You see, this show is not just a copy of Jersey Shore. It's already been called "more offensive." The oh-so-tasteful producers have thrown 8 people from different ethnic backgrounds together, and given them appropriate names like "the Jew" or "the Pole" or "the Albanian." You get the picture. On the surface, it seems like a wonderful opportunity to showcase Toronto's diversity, and that's exactly what the producer claims he is doing.

The problem, of course, Mr. Producer, is that these people are not real people. Sure, they are Toronto residents and big Jersey Shore fans who lined up for hours and auditioned to make the final cut for a show that will hopefully shoot them towards fame... but who is going to do all that and stand before a panel of judges and be anything like themselves? They've all watched every episode of Jersey Shore. They know what makes reality TV popular. The producers want attitude and sex appeal and drama, and the young stars want fame and money. It's an easy trade.

As a proud Torontonian watching his city from afar, I really hope Toronto is not thrust into the world's consciousness by the fame of Lake Shore. I wish all the best for these folks, but this show truthfully doesn't do anyone any good. They are still deciding on a network to broadcast it, I believe, so there's still a chance it won't air. Lines from "the Turk" like, "I'm not racist; I hate everyone... especially Jews" may slow things down. But better yet, we could all just throw out our TVs, cause the stuff on it isn't likely to get any better. Yeah, that'll do it..

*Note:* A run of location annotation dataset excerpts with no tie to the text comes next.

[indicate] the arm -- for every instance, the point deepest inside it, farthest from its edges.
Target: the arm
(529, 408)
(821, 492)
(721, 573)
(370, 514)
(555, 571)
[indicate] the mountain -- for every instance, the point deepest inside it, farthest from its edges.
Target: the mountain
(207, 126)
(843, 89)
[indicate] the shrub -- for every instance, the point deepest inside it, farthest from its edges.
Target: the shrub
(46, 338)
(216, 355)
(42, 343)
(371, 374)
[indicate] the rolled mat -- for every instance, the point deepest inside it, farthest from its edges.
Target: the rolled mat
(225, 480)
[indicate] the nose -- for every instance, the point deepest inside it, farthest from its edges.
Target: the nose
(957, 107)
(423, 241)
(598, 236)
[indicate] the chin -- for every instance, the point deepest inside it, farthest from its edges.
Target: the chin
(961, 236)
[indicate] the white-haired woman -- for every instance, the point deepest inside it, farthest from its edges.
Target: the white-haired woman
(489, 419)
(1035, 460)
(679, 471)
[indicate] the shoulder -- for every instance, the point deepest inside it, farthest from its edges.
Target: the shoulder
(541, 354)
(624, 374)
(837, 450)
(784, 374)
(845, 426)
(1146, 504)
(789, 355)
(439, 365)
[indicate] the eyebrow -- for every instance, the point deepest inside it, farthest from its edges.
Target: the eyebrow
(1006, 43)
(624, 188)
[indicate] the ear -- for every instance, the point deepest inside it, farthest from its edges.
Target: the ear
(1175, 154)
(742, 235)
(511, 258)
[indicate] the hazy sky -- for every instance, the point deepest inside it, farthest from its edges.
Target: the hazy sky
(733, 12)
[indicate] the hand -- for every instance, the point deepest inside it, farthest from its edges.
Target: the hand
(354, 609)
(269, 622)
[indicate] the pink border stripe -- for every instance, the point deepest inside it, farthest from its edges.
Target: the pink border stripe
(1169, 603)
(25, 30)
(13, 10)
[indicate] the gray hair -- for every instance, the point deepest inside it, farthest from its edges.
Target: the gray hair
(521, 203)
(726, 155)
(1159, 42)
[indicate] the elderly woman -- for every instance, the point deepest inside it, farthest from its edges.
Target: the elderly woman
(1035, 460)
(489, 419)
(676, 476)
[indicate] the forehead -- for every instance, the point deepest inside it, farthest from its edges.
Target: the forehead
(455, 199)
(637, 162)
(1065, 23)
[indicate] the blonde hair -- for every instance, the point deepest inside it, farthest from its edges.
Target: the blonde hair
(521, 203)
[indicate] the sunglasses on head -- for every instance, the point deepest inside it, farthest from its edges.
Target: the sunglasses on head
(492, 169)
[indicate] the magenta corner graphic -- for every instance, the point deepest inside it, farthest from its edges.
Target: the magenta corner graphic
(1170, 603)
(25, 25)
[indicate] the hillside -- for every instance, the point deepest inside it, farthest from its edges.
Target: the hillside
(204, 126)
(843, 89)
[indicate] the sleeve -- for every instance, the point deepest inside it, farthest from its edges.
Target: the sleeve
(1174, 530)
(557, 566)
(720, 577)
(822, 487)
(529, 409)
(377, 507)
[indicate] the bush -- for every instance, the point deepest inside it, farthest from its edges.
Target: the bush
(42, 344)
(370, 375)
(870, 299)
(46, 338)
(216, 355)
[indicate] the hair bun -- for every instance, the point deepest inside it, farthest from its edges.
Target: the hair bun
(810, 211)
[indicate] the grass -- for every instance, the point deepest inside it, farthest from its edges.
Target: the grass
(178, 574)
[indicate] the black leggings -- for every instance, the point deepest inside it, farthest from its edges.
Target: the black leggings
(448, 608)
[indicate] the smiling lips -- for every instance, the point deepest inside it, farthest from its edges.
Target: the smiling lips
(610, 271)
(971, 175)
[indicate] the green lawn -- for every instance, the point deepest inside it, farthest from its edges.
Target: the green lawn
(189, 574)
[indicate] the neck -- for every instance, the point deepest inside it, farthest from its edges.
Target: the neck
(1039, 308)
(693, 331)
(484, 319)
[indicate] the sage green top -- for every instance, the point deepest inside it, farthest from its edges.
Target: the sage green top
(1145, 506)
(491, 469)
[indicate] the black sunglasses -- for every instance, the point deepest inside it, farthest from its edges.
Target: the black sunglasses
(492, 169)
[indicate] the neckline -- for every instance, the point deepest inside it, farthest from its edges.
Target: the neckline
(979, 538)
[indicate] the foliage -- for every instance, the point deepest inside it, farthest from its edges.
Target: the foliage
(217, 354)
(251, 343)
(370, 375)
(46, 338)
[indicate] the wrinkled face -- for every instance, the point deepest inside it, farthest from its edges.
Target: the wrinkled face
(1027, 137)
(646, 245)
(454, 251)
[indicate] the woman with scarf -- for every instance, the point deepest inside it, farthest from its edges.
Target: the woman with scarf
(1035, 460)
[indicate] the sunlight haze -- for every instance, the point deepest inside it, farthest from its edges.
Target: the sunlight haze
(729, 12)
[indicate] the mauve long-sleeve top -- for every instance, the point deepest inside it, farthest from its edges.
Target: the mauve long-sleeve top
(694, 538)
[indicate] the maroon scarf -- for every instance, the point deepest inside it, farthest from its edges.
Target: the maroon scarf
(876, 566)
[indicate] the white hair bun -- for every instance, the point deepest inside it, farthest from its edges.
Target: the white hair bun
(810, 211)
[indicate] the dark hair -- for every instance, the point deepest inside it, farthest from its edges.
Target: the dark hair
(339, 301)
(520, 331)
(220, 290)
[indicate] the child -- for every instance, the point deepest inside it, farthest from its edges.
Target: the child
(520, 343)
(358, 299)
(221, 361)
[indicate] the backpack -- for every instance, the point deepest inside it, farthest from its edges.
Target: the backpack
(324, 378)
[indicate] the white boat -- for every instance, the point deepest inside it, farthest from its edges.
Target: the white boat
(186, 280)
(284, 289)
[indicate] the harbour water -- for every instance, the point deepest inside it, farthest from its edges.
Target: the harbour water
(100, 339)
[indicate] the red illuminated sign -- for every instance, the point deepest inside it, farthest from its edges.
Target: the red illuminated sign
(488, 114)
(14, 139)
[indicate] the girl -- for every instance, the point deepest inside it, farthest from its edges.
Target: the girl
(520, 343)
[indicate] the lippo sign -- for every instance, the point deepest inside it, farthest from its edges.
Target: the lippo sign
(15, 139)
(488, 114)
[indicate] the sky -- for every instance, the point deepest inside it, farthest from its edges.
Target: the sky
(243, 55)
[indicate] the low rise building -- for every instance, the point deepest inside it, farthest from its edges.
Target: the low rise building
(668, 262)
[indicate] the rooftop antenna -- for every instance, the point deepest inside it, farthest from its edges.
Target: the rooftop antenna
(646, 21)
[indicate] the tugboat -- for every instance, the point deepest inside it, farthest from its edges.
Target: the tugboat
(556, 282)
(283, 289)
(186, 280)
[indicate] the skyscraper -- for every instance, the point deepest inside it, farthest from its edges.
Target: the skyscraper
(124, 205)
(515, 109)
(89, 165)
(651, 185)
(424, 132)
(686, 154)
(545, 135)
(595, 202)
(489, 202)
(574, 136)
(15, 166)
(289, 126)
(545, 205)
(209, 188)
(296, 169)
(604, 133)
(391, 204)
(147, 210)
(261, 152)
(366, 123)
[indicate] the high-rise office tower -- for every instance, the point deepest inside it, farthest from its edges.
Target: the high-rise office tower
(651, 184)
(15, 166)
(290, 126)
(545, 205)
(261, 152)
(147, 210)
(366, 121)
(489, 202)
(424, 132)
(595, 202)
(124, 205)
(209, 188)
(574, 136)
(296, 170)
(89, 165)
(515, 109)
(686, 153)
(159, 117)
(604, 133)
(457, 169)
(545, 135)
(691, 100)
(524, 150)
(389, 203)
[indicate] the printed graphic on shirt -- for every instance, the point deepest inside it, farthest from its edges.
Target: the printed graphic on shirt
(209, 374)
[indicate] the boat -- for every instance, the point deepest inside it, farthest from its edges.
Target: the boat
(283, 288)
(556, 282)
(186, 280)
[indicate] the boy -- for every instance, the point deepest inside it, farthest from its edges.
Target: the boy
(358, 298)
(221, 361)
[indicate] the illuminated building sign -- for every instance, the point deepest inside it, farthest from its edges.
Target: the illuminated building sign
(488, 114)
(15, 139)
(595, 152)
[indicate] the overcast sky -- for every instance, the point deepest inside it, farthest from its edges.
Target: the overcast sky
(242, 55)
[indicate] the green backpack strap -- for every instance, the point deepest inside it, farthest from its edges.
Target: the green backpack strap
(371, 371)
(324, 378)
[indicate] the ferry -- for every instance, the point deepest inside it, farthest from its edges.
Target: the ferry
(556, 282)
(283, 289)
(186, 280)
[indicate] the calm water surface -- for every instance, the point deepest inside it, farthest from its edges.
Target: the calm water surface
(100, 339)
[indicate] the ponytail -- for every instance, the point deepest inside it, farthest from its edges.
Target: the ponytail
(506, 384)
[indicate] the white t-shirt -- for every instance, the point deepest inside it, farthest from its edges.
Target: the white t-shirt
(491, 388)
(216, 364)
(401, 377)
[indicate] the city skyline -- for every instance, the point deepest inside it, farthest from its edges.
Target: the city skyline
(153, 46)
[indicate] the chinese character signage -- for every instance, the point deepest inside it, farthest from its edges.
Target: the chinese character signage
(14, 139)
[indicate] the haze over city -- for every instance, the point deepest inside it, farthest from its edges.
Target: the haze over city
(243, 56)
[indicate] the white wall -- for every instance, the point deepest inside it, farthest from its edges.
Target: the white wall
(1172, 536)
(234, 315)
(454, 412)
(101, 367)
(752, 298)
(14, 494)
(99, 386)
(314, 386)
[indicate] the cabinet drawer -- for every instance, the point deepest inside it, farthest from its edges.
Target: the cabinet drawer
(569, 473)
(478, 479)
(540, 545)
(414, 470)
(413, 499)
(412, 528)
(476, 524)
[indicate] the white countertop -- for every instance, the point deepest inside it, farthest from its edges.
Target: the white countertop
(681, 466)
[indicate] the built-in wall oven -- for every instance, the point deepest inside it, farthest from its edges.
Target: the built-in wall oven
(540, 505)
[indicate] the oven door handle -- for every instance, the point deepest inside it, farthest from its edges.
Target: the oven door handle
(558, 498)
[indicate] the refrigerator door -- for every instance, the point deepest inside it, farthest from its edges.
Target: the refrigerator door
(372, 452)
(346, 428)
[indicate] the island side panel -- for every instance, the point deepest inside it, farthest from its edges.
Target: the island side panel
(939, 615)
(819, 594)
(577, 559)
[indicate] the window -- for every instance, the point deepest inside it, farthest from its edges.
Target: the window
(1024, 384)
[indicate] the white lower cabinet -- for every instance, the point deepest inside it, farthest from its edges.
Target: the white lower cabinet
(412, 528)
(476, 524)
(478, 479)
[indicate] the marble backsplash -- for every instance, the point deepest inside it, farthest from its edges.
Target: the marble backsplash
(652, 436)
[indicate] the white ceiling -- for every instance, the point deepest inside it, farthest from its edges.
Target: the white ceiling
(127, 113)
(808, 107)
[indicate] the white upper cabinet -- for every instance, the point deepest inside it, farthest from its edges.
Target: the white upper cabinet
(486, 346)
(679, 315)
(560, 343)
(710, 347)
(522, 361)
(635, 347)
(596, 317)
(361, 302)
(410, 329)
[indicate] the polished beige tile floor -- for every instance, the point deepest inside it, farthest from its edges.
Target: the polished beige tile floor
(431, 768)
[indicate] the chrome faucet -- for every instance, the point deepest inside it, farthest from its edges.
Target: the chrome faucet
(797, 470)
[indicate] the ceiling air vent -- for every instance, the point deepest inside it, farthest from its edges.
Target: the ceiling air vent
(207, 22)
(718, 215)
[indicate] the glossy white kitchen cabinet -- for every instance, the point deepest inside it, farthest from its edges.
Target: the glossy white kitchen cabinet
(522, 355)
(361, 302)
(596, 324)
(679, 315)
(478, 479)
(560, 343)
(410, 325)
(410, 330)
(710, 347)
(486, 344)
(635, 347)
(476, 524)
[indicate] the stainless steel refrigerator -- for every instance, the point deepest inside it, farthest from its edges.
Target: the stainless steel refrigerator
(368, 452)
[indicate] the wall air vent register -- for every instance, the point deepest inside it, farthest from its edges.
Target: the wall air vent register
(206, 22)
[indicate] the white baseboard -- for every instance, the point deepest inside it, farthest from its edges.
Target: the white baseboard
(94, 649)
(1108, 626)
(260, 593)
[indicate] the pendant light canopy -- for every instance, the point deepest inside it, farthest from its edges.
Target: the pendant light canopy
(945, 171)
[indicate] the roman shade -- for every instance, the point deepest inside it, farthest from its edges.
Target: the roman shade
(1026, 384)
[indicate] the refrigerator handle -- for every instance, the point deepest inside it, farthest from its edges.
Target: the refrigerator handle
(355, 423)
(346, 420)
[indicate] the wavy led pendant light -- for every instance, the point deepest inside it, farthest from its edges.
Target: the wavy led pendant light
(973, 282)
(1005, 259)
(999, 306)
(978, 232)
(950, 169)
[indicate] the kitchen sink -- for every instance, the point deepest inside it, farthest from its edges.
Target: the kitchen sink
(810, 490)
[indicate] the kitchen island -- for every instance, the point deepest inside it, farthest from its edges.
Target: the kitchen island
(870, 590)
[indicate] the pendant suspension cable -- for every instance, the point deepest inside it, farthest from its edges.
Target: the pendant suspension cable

If you just stop for a second to see these characters as real people, created by God for so much more, you see that behind their loud and brash and obnoxious behavior they are just screaming for love and attention. They are empty and unfulfilled, so they are digging their emptiness deeper in an attempt to get out. It's really sad, actually, and even sadder that their vulnerability and hunger will be exploited for a quick profit, by an audience combating their own emptiness. I'll just say it straight: these people need Jesus, to live the lives we were created for.

So as funny as it sounds, maybe I'll pray for the cast of Lake Shore. It can't hurt, and it certainly seems like they could use it. But anyways, I hope this is the first and last mention you ever hear of this show.

Sorry to be so serious. I should work on some jokes for next time.
Oh! I got it. I went to Jon Stewart's Rally to Restore Sanity last week and this sign (one of many) made me chuckle.


To all of you supporting anti-immigration policies: 

You're right, immigrants are a problem.
Just ask the Native Americans.


Thank you very much. Have a good night.